Being the financial director of a business means exposure to a lot of information, emotions, and varying priorities. The same is true when managing money in a household. Domestic and industry CFOs need to make small and big decisions every day. They need to remain calm in the face of hardships and objectively pursue what is best for the company or family; they make plenty of decisions under a tremendous amount of pressure. Turbulent times and transitional periods must be weathered by financial, not emotional, considerations. During and after a divorce, it can be hard to navigate the new economic realities of your life alongside the emotional upheaval of your divorce. By letting logic lead the decision making, and leaving sentiment aside, you- as the CFO of your life and home- can be confident of the outcomes.

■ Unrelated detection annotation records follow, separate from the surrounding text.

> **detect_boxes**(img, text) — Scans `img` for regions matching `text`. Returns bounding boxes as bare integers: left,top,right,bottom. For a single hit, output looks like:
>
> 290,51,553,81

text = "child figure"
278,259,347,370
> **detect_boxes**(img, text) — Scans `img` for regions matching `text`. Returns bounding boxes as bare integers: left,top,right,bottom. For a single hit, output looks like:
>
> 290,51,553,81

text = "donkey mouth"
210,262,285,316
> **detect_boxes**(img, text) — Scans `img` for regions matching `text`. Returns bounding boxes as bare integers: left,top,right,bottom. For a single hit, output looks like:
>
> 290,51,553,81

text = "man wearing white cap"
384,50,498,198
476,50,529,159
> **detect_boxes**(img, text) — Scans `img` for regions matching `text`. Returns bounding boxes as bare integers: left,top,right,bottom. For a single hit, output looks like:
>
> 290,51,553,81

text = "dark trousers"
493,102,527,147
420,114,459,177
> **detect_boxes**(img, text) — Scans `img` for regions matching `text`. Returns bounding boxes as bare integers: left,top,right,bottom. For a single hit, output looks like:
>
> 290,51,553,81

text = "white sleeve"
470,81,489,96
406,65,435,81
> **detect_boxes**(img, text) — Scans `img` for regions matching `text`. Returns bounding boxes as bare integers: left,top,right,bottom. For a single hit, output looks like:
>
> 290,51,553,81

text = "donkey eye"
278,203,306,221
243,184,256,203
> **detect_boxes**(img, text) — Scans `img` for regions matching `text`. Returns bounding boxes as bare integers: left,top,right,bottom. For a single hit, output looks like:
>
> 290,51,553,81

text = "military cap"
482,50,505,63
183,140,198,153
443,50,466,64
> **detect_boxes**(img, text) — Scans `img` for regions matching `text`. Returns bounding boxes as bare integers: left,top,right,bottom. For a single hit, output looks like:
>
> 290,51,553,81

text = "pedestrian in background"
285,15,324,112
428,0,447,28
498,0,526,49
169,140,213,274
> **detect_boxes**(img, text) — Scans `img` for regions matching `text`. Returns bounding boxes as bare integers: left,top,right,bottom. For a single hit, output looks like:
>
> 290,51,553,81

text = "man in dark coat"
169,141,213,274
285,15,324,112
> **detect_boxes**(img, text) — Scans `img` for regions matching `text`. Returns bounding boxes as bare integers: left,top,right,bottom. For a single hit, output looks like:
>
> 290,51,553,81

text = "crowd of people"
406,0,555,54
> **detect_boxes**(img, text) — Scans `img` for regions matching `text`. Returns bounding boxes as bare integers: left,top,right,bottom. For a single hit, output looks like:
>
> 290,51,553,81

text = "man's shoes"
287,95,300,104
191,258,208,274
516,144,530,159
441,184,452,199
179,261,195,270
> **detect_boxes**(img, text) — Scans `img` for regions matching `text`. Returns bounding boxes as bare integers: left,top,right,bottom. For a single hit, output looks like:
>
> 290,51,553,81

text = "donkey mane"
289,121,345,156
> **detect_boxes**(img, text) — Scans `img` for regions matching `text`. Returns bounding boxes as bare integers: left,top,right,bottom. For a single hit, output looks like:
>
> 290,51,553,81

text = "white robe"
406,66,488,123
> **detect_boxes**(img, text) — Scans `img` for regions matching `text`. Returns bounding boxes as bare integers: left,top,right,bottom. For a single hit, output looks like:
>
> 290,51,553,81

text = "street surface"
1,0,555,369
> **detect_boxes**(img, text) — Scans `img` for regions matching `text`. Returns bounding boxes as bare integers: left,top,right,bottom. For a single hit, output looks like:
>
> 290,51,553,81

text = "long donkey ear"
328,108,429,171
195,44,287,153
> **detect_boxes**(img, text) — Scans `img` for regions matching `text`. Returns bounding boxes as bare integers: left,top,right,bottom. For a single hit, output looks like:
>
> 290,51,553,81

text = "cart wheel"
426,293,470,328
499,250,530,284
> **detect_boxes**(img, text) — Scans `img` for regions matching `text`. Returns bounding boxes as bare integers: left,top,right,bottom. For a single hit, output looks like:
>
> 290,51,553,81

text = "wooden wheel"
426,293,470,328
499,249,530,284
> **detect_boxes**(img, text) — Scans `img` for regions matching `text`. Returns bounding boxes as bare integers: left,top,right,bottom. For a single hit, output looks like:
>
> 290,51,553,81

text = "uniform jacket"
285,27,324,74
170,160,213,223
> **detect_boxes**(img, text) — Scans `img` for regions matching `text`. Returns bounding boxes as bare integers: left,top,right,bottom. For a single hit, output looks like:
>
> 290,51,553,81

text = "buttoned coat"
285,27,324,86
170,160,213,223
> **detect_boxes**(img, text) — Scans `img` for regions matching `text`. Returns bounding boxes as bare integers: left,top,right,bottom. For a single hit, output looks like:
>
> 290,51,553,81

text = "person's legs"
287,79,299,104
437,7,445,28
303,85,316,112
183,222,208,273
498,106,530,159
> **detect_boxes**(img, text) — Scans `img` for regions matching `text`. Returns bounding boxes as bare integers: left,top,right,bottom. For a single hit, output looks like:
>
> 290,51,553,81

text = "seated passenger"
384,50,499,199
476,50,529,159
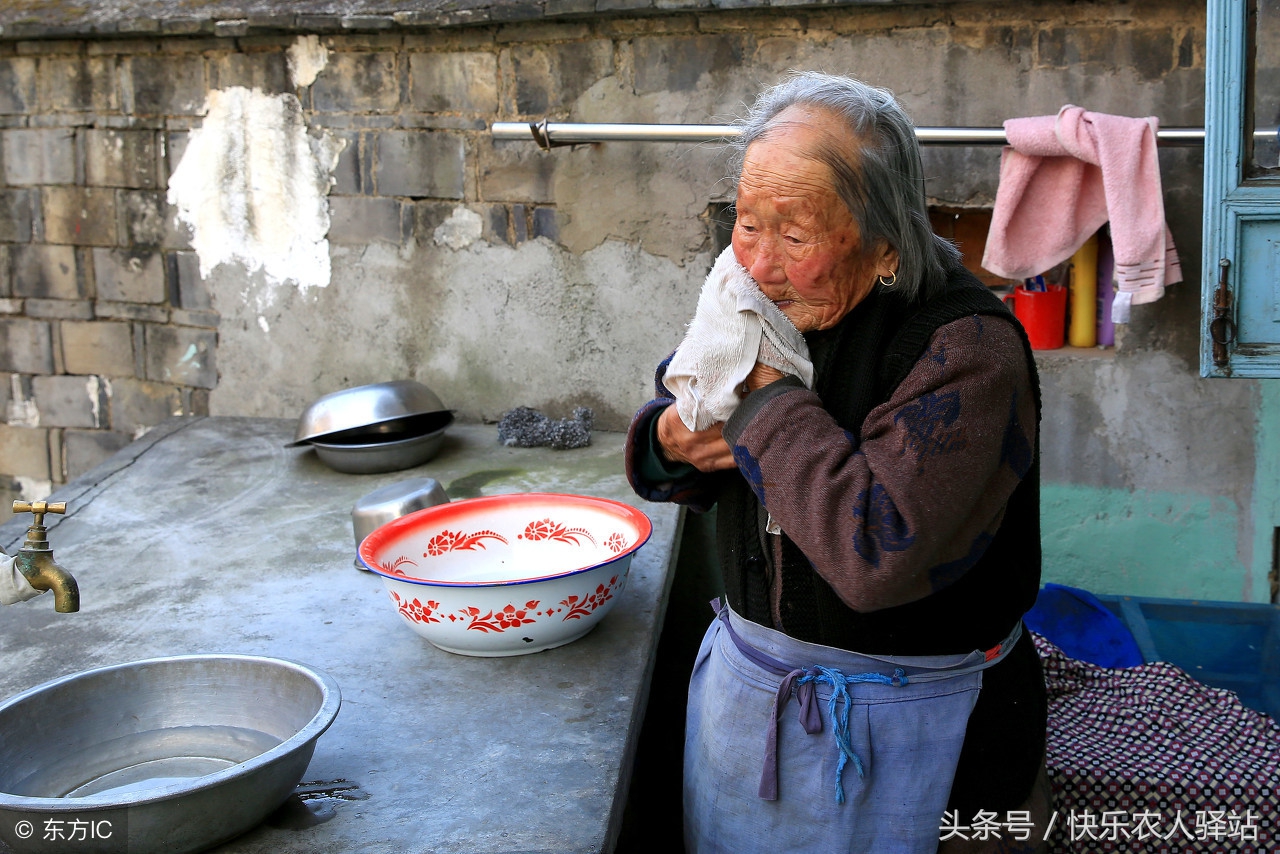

Letting logic lead the decision making .

Take Control

Being a CFO is about more than just crunching numbers. Chief Financial Officers are immersed in the day-to-day operations of a business, ensuring that the appropriate financial resources are allocated to growth targets and business goals. Taking on the CFO role in your personal life necessitates knowing where the money comes from, what it is spent on, and how it can be saved. Women report three factors for their lack of financial involvement: insufficient research (37%), not knowing who to talk to (36%), and absence of time (25%). All of these issues should not be an obstacle for you, the newly “hired” household CFO. A minimum amount of research combined with the sound advice and counsel of trained professionals, can go a long way. A financial advisor, certified divorce financial analyst, and/or a trusted banker can offer you insight into past financial performance, present expenditure and income, and future monetary outlooks.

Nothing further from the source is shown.